# plumbing manifold



## pamlico (May 13, 2011)

Anyone have advice on the use of a manabolic manifold for water distribution. I've never used one, but I want to try one on my own residence before moving on to a business setting. Which is better compression supply or crimp supply?


----------



## easttexasplumb (Oct 13, 2010)

try this. http://www.plumbingzone.com/f3/


----------



## Airgap (Dec 18, 2008)

You sure are willing to go the extra mile for your customers.....
How is your residence piped currently....?


----------



## easttexasplumb (Oct 13, 2010)

Airgap said:


> You sure are willing to go the extra mile for your customers.....
> How is your residence piped currently....?
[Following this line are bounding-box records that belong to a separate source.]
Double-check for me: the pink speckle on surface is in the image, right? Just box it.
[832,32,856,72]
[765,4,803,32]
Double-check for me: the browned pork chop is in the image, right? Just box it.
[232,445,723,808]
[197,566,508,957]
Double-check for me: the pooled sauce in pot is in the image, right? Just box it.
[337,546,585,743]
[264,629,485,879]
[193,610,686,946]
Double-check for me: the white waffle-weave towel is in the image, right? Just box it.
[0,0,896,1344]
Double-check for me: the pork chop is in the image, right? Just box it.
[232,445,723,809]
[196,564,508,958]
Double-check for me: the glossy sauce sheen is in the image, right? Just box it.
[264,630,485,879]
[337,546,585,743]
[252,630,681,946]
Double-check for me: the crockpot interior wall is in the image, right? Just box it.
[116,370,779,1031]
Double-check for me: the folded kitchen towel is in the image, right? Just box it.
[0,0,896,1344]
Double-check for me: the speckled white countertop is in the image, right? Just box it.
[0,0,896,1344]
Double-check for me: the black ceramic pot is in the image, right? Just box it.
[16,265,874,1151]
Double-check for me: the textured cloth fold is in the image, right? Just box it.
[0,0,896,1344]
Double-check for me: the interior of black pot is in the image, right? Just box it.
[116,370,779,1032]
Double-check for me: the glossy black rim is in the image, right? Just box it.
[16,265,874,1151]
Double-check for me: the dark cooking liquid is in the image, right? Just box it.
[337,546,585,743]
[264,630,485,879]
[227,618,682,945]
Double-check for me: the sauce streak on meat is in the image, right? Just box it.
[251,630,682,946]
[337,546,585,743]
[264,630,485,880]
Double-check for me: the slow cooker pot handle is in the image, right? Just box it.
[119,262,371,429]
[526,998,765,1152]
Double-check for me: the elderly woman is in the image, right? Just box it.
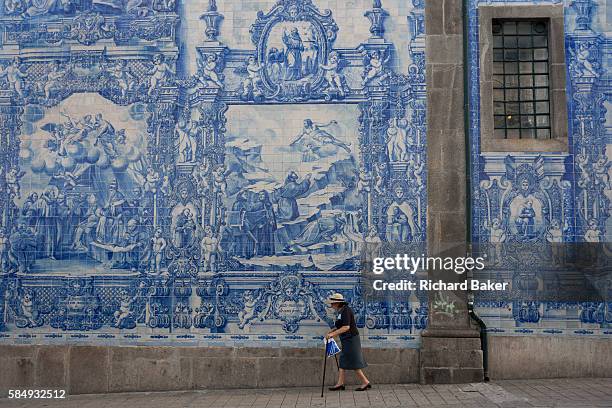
[325,293,372,391]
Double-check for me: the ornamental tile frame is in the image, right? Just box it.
[468,0,612,338]
[0,0,428,347]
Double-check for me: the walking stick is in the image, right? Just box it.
[321,339,327,398]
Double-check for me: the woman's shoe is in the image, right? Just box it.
[355,383,372,391]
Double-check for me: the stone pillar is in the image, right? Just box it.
[420,0,483,383]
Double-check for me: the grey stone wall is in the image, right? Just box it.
[489,336,612,380]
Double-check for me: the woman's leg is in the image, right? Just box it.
[336,368,344,386]
[355,369,370,386]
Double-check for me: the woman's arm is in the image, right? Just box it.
[325,326,351,339]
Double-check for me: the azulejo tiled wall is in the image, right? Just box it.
[0,0,428,346]
[468,0,612,338]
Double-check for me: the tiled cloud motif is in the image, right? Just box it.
[0,0,428,346]
[470,0,612,336]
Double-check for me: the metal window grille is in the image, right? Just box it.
[493,19,551,139]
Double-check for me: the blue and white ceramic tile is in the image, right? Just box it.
[469,0,612,337]
[0,0,428,347]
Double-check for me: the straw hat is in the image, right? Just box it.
[325,293,347,305]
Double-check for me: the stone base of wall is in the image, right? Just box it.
[0,336,612,397]
[420,336,483,384]
[0,346,419,396]
[489,336,612,380]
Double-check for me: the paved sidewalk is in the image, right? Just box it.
[0,378,612,408]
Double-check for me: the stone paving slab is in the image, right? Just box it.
[0,378,612,408]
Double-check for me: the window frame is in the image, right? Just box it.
[478,4,569,153]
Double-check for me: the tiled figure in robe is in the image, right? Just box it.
[226,191,255,259]
[98,181,126,244]
[283,27,304,81]
[247,191,276,256]
[34,186,63,259]
[274,171,310,222]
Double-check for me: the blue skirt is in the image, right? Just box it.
[340,334,368,370]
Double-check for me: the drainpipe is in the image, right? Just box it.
[461,0,489,382]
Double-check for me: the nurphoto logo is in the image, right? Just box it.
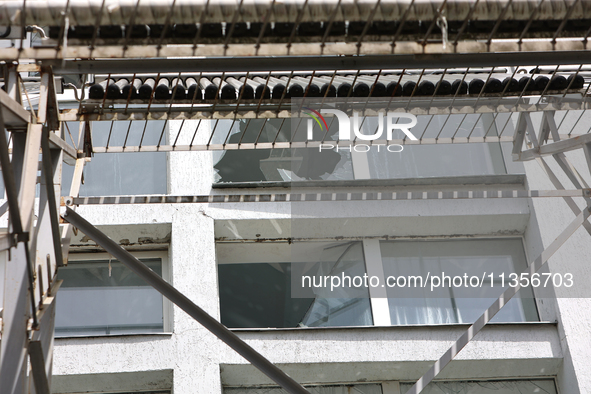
[304,107,418,152]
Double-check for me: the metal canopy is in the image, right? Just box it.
[0,0,591,60]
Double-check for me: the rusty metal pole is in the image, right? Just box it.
[64,208,310,394]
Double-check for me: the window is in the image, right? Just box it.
[380,239,537,325]
[62,120,168,196]
[217,238,538,328]
[55,252,170,337]
[212,114,513,183]
[217,242,372,328]
[400,379,556,394]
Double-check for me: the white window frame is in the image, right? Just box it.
[216,235,541,327]
[58,250,173,339]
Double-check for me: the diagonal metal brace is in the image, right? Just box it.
[64,208,310,394]
[406,206,591,394]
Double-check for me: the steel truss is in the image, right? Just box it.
[0,0,591,59]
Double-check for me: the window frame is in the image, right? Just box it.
[56,250,173,339]
[216,235,542,328]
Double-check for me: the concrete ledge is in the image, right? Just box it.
[220,323,562,386]
[51,369,173,394]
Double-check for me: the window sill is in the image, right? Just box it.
[230,321,558,332]
[53,332,173,341]
[212,174,525,189]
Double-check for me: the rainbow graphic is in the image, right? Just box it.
[304,107,328,130]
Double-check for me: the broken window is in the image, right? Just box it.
[217,239,538,328]
[217,242,373,328]
[55,254,169,337]
[380,239,538,325]
[62,120,168,196]
[211,114,513,183]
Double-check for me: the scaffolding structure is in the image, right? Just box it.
[0,0,591,394]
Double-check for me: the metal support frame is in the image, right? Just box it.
[63,208,309,394]
[407,206,591,394]
[0,66,69,394]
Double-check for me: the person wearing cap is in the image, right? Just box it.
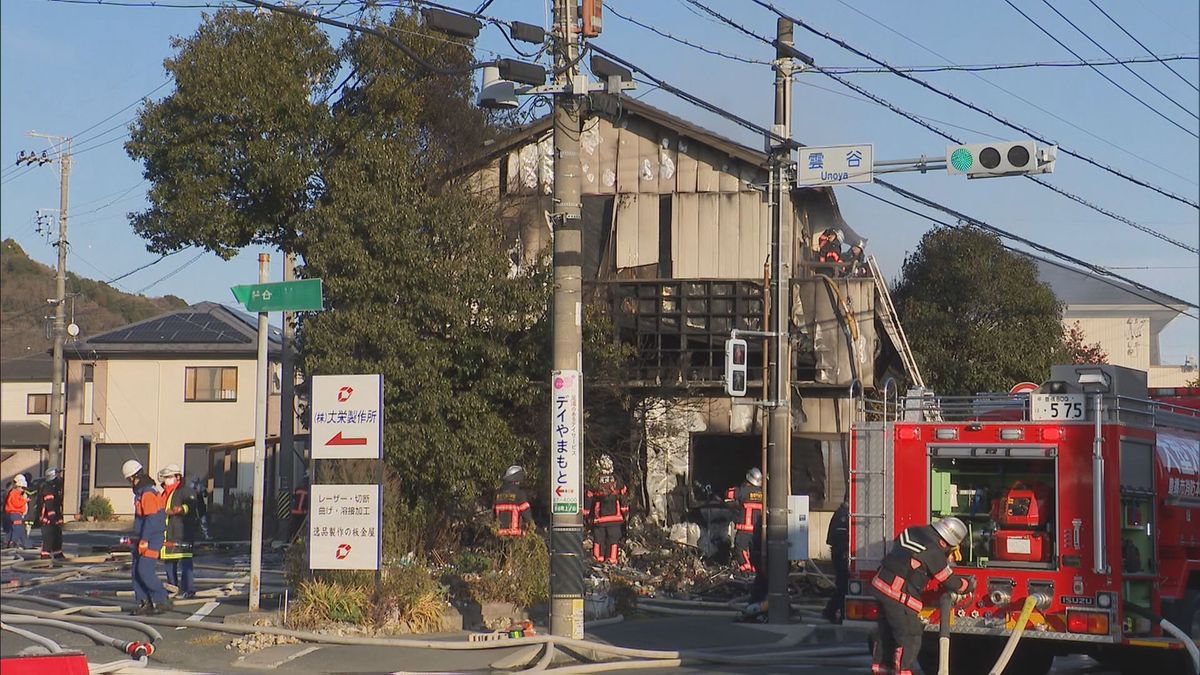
[871,516,974,675]
[158,464,200,598]
[121,459,172,615]
[4,473,30,549]
[725,467,763,574]
[36,468,64,560]
[493,465,533,537]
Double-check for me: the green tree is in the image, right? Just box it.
[120,10,550,543]
[893,228,1063,395]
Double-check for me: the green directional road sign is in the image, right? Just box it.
[230,279,325,312]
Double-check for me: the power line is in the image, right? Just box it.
[739,0,1200,209]
[1087,0,1200,91]
[827,53,1200,73]
[1042,0,1200,120]
[1008,0,1200,138]
[838,0,1196,185]
[578,41,1196,305]
[688,0,1200,252]
[848,185,1196,318]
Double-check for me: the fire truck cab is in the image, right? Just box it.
[845,365,1200,675]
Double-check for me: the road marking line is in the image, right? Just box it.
[175,602,221,631]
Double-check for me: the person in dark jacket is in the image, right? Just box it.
[821,501,850,623]
[121,459,172,615]
[586,455,629,565]
[158,464,200,598]
[36,468,64,560]
[725,468,763,574]
[871,518,974,675]
[492,465,533,537]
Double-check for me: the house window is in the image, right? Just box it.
[184,443,238,482]
[184,365,238,401]
[95,443,151,488]
[25,394,57,414]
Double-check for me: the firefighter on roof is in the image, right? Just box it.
[493,465,533,537]
[587,455,629,565]
[37,468,64,560]
[871,518,974,675]
[725,468,763,574]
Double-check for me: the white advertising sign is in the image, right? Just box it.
[312,375,383,459]
[308,484,382,569]
[1030,394,1087,422]
[796,144,875,187]
[550,370,583,514]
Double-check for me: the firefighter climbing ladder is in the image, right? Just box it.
[866,256,925,388]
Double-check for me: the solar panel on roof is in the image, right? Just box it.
[91,312,252,345]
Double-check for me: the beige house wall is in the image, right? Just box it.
[64,357,278,515]
[0,381,50,424]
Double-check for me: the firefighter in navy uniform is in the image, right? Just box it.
[492,465,533,537]
[871,518,974,675]
[725,468,763,574]
[36,468,64,560]
[587,455,629,565]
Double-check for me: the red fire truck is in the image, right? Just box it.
[846,365,1200,675]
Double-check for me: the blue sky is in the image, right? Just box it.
[0,0,1200,364]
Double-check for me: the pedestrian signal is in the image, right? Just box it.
[725,338,746,396]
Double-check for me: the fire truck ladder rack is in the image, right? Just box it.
[866,256,925,387]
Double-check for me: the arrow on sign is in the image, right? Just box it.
[325,431,367,446]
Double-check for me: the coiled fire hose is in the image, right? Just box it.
[988,595,1040,675]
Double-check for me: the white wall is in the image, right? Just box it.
[92,358,264,514]
[0,381,50,424]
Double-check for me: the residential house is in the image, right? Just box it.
[1037,255,1198,388]
[64,303,281,514]
[460,96,901,550]
[0,354,53,485]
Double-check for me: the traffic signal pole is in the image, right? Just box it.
[547,0,583,639]
[763,18,793,623]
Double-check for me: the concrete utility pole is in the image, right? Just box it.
[764,19,793,623]
[250,253,271,611]
[277,253,296,490]
[548,0,583,638]
[17,131,73,468]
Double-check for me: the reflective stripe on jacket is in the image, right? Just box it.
[725,483,763,532]
[587,476,629,525]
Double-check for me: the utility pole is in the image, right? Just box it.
[248,253,271,611]
[547,0,586,639]
[17,131,73,468]
[764,18,793,623]
[277,253,296,490]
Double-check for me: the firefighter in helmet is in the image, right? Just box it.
[587,455,629,565]
[493,464,533,537]
[121,459,172,615]
[36,468,64,560]
[817,227,841,263]
[725,467,763,574]
[871,518,974,675]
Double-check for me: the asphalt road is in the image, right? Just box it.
[0,532,1123,675]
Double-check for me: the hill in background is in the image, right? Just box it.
[0,239,187,359]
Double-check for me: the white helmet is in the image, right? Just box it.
[158,464,184,479]
[934,515,967,546]
[121,459,143,479]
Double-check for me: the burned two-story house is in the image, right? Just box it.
[458,97,904,552]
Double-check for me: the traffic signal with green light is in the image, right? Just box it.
[946,141,1058,178]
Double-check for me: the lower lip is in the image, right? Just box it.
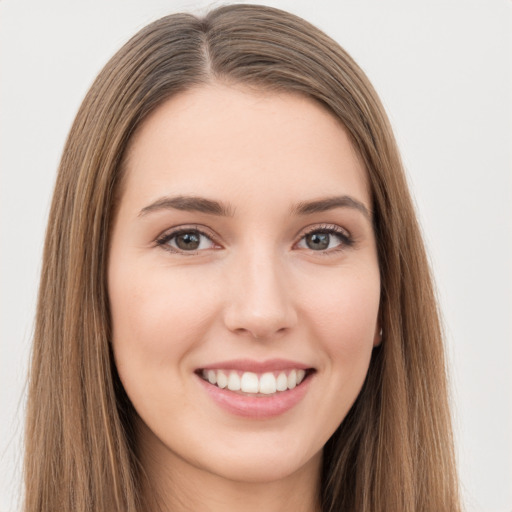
[197,375,313,419]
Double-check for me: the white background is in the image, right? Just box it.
[0,0,512,512]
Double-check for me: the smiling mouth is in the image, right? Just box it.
[196,368,315,397]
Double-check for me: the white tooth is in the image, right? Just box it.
[217,370,228,389]
[260,373,277,395]
[240,372,259,393]
[228,372,240,391]
[276,372,288,391]
[288,370,297,389]
[208,370,217,384]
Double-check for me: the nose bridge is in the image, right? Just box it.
[225,242,297,338]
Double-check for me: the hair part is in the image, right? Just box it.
[24,5,460,512]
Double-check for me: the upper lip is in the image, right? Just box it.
[200,359,312,373]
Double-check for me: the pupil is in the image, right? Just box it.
[176,233,199,251]
[306,233,329,251]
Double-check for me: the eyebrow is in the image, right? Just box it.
[292,196,372,220]
[139,196,234,217]
[139,195,372,220]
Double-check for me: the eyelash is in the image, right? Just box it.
[155,224,354,256]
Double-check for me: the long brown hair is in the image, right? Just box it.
[24,5,460,512]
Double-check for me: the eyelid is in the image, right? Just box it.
[155,224,222,256]
[294,224,354,254]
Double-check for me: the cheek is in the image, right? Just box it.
[109,262,216,374]
[308,268,380,366]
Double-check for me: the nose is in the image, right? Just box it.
[224,249,297,339]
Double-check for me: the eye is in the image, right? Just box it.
[156,229,218,253]
[297,226,353,251]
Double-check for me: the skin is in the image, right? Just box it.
[108,83,380,512]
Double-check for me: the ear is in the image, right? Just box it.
[373,322,382,347]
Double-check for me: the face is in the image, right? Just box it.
[108,84,380,490]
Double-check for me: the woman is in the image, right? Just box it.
[25,5,459,512]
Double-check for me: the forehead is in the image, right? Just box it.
[118,84,370,212]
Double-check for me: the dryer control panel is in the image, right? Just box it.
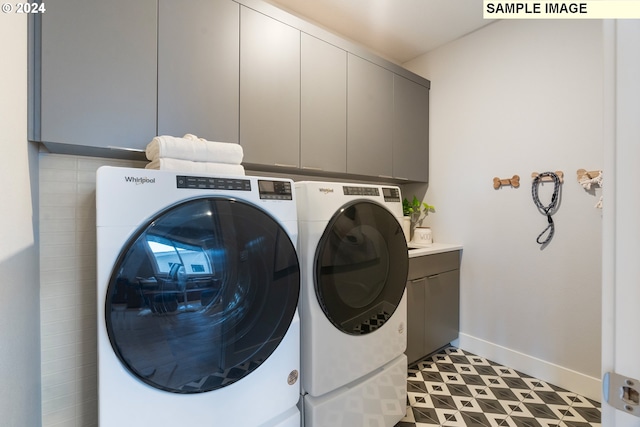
[382,187,400,202]
[258,179,293,200]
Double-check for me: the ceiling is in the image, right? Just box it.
[268,0,492,64]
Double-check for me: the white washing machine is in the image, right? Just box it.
[96,167,300,427]
[295,181,409,427]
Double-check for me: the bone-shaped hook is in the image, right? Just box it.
[493,175,520,190]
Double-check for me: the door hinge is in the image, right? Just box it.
[602,372,640,417]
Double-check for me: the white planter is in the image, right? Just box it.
[402,216,411,243]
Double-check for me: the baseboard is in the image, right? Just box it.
[452,333,602,402]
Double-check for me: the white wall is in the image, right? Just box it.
[0,13,40,427]
[405,20,606,399]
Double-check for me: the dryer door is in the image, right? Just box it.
[314,200,409,335]
[105,197,300,393]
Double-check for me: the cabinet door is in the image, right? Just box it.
[33,0,157,152]
[300,33,347,172]
[158,0,240,143]
[405,277,427,363]
[347,54,393,177]
[240,6,300,167]
[424,270,460,354]
[393,75,429,182]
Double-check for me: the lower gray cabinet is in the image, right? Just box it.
[406,251,460,363]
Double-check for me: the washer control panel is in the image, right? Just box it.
[176,175,251,191]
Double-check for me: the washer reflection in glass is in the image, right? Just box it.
[105,197,300,393]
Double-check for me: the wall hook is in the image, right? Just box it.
[531,171,564,184]
[493,175,520,190]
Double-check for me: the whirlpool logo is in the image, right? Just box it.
[124,176,156,185]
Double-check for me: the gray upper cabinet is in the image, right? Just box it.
[300,33,347,173]
[347,54,393,178]
[30,0,157,152]
[240,6,300,168]
[393,75,429,182]
[29,0,430,182]
[158,0,240,143]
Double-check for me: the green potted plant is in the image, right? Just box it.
[402,196,436,242]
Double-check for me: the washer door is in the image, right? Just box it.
[315,200,409,335]
[105,197,300,393]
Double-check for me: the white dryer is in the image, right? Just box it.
[295,181,409,427]
[96,167,300,427]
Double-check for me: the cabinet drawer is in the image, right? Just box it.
[407,251,460,280]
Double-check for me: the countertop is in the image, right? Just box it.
[408,243,462,258]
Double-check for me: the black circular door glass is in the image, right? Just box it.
[315,201,409,335]
[105,197,300,393]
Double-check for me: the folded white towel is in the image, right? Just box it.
[145,134,244,165]
[145,158,244,175]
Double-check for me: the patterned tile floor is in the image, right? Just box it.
[395,347,600,427]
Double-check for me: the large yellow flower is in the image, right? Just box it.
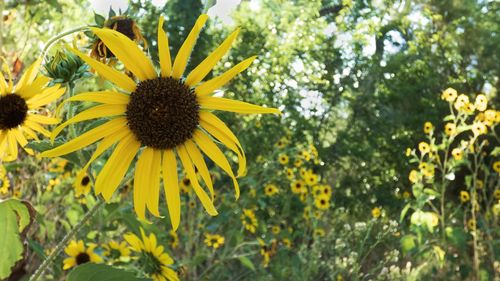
[0,59,65,161]
[42,15,280,229]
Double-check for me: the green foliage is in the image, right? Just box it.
[0,199,33,279]
[67,264,152,281]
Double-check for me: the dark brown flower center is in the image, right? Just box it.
[0,94,28,130]
[126,77,200,149]
[75,253,90,265]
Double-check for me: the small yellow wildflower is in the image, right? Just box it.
[460,190,470,203]
[204,233,224,249]
[444,123,457,136]
[451,148,463,160]
[441,88,458,102]
[474,94,488,111]
[264,184,279,197]
[424,122,434,134]
[240,209,258,233]
[372,207,382,219]
[278,154,288,165]
[418,142,431,154]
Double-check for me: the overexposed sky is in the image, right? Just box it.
[89,0,242,24]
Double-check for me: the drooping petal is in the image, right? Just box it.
[50,104,127,142]
[184,140,214,201]
[193,130,240,199]
[76,130,130,193]
[146,148,161,217]
[10,129,33,155]
[158,16,172,77]
[70,48,136,93]
[16,75,50,99]
[134,145,152,220]
[95,134,141,201]
[56,91,130,115]
[200,112,247,177]
[23,118,50,137]
[41,117,127,157]
[14,58,43,92]
[195,56,256,96]
[172,14,208,79]
[91,28,157,81]
[185,28,240,86]
[198,96,281,114]
[177,145,218,216]
[3,130,18,162]
[162,149,181,231]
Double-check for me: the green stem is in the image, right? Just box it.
[42,26,89,57]
[29,197,104,281]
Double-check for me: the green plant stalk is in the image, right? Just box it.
[41,26,89,58]
[29,197,104,281]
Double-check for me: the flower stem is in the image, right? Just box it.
[29,197,104,281]
[42,26,89,57]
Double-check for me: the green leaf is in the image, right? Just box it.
[26,137,83,166]
[0,199,34,280]
[401,235,416,254]
[67,263,152,281]
[94,13,106,27]
[238,256,255,271]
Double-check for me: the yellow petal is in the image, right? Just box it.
[77,130,130,194]
[27,113,61,125]
[40,117,128,157]
[91,28,157,81]
[198,96,281,114]
[26,85,66,109]
[193,130,240,199]
[195,56,257,96]
[10,129,33,155]
[50,104,127,142]
[14,58,43,92]
[4,130,18,161]
[22,126,40,141]
[177,145,218,216]
[95,134,141,202]
[200,112,247,177]
[158,16,172,77]
[56,91,130,115]
[185,28,240,86]
[134,145,148,220]
[23,118,50,137]
[172,14,208,79]
[0,71,9,96]
[162,150,181,231]
[70,48,136,93]
[184,140,214,201]
[16,75,50,99]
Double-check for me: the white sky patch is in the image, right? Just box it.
[90,0,128,16]
[207,0,241,25]
[300,90,325,117]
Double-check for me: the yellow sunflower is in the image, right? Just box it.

I dont think I would repipe my house just to see if a product works or not. But I am willing to test different beers, especially micro brewed ones.


----------



## BROOKLYN\PLUMB (May 21, 2010)

if he realy wanted to be helpfull he can use a manabolic manifold for water distribution in his house half compression supply and half crimp supply and tell us which is better and why


----------



## pamlico (May 13, 2011)

Thanks fellows, I feel so nurtured by the professional advice.


----------



## ILPlumber (Jun 17, 2008)

Diy idiot.....

Nobody cares that this was sent from my droid using. Plumbing Zone


----------